Anaemia

Question 1

Causes of microcytic anaemia

Answer 1

Iron deficiency
Chronic disease, malignancy
Lead poisoning
Congenital sideroblastic anaemia
Thalassaemia in South Asians
Polycythaemia rubra vera in non-South Asians

Question 2

Types of thalassaemia

Answer 2

Beta trait, beta major and alpha

Question 3

Beta trait thalassaemia

Answer 3

Common, causes mild hypochromic microcytic anaemia. Often asymptomatic. Hba2 raised.

Question 4

Beta major thalassaemia

Answer 4

No beta chains. Presents in first year as failure to thrive and hepatosplenomegaly. Hba and HbF raised. Hba absent.
Treat with repeated transfusion and s/c deferoxamine.

Question 5

Alpha thalassaemia

Answer 5

Deficiency in alpha chains. 2 separate chains on each chromosome 16. Have from 1-4 effected.
1/2 effected- hypochromic microcytic anaemia but Hb normal.
3 effected- hypochromic microcytic anaemia and splenomegaly.
4 effected- in-utero death.

Question 6

Causes of macrocytic anaemia

Answer 6

Megaloblastic (reticulocytes big):
B12 deficiency, folate deficiency

Normoblastic:
Alcohol, liver disease, pregnancy, myelodysplasia, hypothyroid, cytotoxic drugs

Question 7

What is pernicious anaemia?

Answer 7

Cause of macrocytic anaemia due to B12 deficiency due to antibodies to intrinsic factor.
Ab attack intrinsic factor and gastric parietal cells.
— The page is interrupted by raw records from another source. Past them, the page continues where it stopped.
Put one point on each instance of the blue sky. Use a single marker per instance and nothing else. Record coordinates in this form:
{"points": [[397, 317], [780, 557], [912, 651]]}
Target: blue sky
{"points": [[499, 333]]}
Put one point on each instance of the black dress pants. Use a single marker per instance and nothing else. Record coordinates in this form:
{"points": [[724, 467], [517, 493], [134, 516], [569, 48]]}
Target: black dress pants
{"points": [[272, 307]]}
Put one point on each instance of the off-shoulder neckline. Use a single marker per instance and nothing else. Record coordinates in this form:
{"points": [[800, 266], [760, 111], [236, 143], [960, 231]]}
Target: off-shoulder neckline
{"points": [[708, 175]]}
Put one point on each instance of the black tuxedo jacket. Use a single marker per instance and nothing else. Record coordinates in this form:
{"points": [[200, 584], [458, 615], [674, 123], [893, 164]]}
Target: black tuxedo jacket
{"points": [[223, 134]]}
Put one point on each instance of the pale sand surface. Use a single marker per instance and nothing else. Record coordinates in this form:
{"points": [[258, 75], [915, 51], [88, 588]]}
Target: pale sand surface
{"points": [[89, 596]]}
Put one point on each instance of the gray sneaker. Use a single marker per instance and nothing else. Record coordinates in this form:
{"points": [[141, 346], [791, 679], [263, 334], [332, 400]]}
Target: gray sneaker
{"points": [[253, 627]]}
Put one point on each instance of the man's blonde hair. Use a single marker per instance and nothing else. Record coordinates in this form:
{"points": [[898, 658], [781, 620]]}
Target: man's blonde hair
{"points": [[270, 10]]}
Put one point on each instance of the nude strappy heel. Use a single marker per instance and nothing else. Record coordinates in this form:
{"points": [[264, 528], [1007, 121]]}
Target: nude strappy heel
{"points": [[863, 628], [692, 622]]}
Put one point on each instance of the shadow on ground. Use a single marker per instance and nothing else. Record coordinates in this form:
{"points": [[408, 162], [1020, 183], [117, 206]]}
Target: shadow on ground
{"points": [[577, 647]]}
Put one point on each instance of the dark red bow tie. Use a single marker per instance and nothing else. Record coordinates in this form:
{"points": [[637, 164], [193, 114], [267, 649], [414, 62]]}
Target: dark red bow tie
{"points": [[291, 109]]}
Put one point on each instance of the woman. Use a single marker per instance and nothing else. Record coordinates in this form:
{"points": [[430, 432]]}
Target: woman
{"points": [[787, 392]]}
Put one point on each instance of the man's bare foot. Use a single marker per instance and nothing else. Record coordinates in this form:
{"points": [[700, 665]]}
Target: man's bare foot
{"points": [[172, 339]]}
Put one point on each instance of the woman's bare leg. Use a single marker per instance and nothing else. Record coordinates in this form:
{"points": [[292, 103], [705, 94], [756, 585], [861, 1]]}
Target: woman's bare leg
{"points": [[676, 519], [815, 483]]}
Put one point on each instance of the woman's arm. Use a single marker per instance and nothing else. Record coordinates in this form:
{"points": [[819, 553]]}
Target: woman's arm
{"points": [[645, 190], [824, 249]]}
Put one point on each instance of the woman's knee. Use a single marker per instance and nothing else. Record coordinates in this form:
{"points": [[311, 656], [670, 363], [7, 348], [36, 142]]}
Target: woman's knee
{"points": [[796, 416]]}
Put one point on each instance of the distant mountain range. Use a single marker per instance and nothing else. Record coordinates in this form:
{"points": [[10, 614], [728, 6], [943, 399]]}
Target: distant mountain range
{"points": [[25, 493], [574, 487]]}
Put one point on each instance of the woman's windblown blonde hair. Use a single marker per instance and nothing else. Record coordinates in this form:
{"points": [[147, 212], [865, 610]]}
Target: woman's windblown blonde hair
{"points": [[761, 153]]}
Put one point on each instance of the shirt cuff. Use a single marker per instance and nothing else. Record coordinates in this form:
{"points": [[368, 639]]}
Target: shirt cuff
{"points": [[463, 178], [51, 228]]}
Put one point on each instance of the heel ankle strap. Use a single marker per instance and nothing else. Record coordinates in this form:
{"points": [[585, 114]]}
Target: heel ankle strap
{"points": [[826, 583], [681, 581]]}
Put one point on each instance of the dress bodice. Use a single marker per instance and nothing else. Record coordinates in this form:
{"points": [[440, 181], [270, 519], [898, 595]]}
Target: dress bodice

Symptoms: enlarged sore tongue, jaundice, poor concentration, confusion, depression, weakness, paraesthesia, pins and needles.

FBC: macrocytic anaemia, hypersegmented polymorphs

Question 8

Other causes of B12 deficiency

Answer 8

Erosive gastritis, H pylori, gastrectomy, malnourishment, alcoholism

Question 9

Management of pernicious anaemia

Answer 9

If no neurological features- 3 injections of B12 per week for 2 weeks, then every 3 months.
More often is neurological symptoms.

Question 10

What is sickle cell disease?

Answer 10

Autosomal recessive condition, abnormal haemoglobin chain, more common in Africans.
Causes sickle shaped RBCs which haemolyse and block small vessels.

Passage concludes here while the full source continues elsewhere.